Neste caso, estamos perante dativos benefativos, os quais designam a entidade beneficiada (ou prejudicada). Segundo Miguel (2010: 390), podem realizar-se como sintagma preposicional introduzido por a e, em alguns contextos, com para. É permitido o redobro de clítico («cortou-lhe uma maçã a ele», «abriu-nos uma janela a nós»).
Dativo de Posse
(7) Sujaste-me este lugar!1
(8) Eles vão a comer-nos toda a comida.
Aqui temos um dativo possessivo, o qual designa posse em sentido estrito. Sintaticamente, é muito semelhante ao dativo benefativo, mas pode co-ocorrer com mais tipos de verbos. Miguel (2010: 391) dá exemplos de frases ambíguas entre uma leitura possessiva e benefativa. Outra diferença é que o dativo de posse, quando realizado como sintagma preposicional, não pode ser encabeçado por para, apenas por por ou de. O redobro de clítico também é permitido: «vão comer-nos toda a nossa comida».

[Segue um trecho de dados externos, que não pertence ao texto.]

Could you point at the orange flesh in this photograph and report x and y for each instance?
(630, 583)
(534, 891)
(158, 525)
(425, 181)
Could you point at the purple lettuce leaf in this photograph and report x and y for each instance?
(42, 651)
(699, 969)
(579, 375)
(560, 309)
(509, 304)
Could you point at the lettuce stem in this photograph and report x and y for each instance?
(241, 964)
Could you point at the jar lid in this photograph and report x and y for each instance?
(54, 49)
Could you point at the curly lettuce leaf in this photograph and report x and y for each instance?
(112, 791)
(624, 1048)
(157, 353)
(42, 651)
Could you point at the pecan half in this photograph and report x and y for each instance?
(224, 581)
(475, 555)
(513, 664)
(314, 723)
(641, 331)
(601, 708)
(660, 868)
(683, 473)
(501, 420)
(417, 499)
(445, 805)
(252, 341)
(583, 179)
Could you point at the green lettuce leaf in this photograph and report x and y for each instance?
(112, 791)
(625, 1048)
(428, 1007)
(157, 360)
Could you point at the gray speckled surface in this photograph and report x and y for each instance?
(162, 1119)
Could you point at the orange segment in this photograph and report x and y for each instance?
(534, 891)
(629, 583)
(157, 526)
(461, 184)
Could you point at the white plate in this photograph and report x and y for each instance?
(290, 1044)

1Como o Jacinto menciona nos comentários, parece ser também possível uma interpretação de me como dativo ético.
Maria Mateus et al., 2003. Gramática da Língua Portuguesa (6ª edição, Lisboa: Editorial Caminho)
Matilde Miguel, Anabela Gonçalves e Inês Duarte, Inês. Dativos não Argumentais em Português. In Actas do XXV1 Encontro Nacional da Associação Portuguesa de Linguística, 388-400. Lisboa: APL. Disponível online.